What are some of your dad’s proudest achievements as a songwriter, producer, publishing executive?

As both a songwriter and producer, I believe that Dad had many proud achievements. If I have to highlight a couple, launching the career of Little Pattie would have to be one of them.

In 1963, Dad spotted 14-year-old Patricia Amphlett singing at Bronte Surf Club with a band called The Statesman. After officially auditioning for him at EMI, he signed “Little Pattie” to a recording contract with EMI Records, co-writing with Jay Justin her double-sided No. 1 hit record in 1963 “He’s My Blonde Headed Stompie Wompie Real Gone Surfer Boy”/“Stompin’ at Maroubra,” which Dad also produced.

Another proud achievement as a songwriter/producer, ironically, would have to be “Proud of You,” another chart-topping hit (1962) that Dad co-wrote with Jay Justin as well as produced. The song received the 3UZ Golden Sound Award for best Australian record and song of 1963.

As a music publisher, Dad secured a number of major global sub-publishing catalogs for Australian territory throughout his career that I know was quite the achievement and he had to be proud of, including Dick James Music (Elton John); Acuff-Rose Music (Roy Orbison, The Everly Brothers); Coalminer’s Music Publishing (Loretta Lynn); and Owe-Par Publishing Company (Dolly Parton, Porter Wagoner).

Tell us a bit about the artists and songwriters your father worked with and some of those memorable hits he played a role in.

Throughout the 50s, 60s, 70s and 80s, Dad wrote for/produced/collaborated with a slew of artists, including Little Pattie, Jay Justin, Frank Ifield, Patsy Ann (Trisha) Noble, Buster Noble, Dave Bridge, The Sapphires, Grade Wicker, Bryan Davies, Noeleen Batley, Johnny Ashcroft, Peter Ciani, Peter Wright, Judy Stone, Reg Lindsay, the Bee Gees, Umberto Tozzi, Francis Lai and many more.

Another notable 60s hit was Jay Justin’s “Reminiscing” which Dad co-wrote with Jay as well as produced. Dad would often talk of how the spoken mid-section of the song came to him while he was shaving one morning. The song was also released in the USA and recorded by American country music legend Slim Whitman.

When Dad left EMI in 1965 and joined Festival Records as an in-house producer, one of the first artists he produced was the Bee Gees, whom he affectionately referred to as “the boys.” I remember him reminiscing many times of how he produced their single ”I Want Home” backed with ”Cherry Red" (both written by Barry Gibb) on Festival’s “brand-spanking new” 4-track equipment—which was cutting edge at that time. “I Want Home” and “Cherry Red” were both featured on the first ever compilation album by the Bees Gees: Turn Around, Look at Us in 1967.
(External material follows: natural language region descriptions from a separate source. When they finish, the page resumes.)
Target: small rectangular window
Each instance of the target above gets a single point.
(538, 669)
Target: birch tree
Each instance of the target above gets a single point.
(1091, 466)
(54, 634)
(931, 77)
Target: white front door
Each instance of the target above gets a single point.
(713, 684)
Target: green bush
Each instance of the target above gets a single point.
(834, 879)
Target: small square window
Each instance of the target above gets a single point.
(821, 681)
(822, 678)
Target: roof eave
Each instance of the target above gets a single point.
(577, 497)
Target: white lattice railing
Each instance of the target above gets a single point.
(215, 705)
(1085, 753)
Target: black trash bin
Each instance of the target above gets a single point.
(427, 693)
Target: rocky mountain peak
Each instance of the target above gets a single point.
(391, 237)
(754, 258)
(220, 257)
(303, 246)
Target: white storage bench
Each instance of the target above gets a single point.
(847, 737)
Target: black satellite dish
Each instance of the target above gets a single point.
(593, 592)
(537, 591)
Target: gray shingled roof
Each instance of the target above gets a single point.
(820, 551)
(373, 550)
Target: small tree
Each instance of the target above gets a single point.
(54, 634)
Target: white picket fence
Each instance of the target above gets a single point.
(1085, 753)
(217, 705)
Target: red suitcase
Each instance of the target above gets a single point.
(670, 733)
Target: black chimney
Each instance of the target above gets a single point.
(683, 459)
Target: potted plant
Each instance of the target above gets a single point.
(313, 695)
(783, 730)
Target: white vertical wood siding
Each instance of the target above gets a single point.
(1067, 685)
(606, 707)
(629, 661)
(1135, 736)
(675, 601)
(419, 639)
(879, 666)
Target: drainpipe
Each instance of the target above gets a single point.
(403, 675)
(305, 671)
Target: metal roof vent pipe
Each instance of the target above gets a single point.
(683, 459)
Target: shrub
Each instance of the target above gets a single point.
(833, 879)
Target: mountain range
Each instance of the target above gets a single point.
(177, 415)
In 1966, Dad encouraged the Bee Gees to release “Spicks and Specks” as a single, which stood out to him among a batch of Barry Gibb songs he’d been sent for consideration for popular Australian recording artist Noeleen Batley. Dad would always tell me how Barry, Robin and Maurice found out via telegram that the song had become their first Top 10 hit in Australia while en route to England (by boat) to pursue their career across the pond.

What is the influence your father has had on Australian music?

Culturally, Dad’s musical influence will always be intrinsically associated with the Australian surfing era of the 60s—Australia Post even made “Blonde-Headed Stompie Wompie Real Gone Surfer Boy” into a postage stamp in 1998. His music has also been part of the soundtrack of the Vietnam War. In the recent movie Danger Close, “Blonde-Headed Stompie Wompie Real Gone Surfer Boy,” can be heard echoing through the jungle as Australian soldiers engage in the Battle of Long Tan.

Known to many as “The Music Man” who had an uncanny ear for a hit, Dad was one of the trailblazing pioneers who shaped the Australian music industry as we know it today. His gift for songwriting, his innovative music production techniques, and his ability to capture the essence of an artist in the recording studio has left a lasting legacy that continues to inspire others. Of course, he would never want to take credit for that. That’s just how he was—a very much behind-the-scenes kind of guy, who was happy and proud to be the wind beneath so many artists’ wings.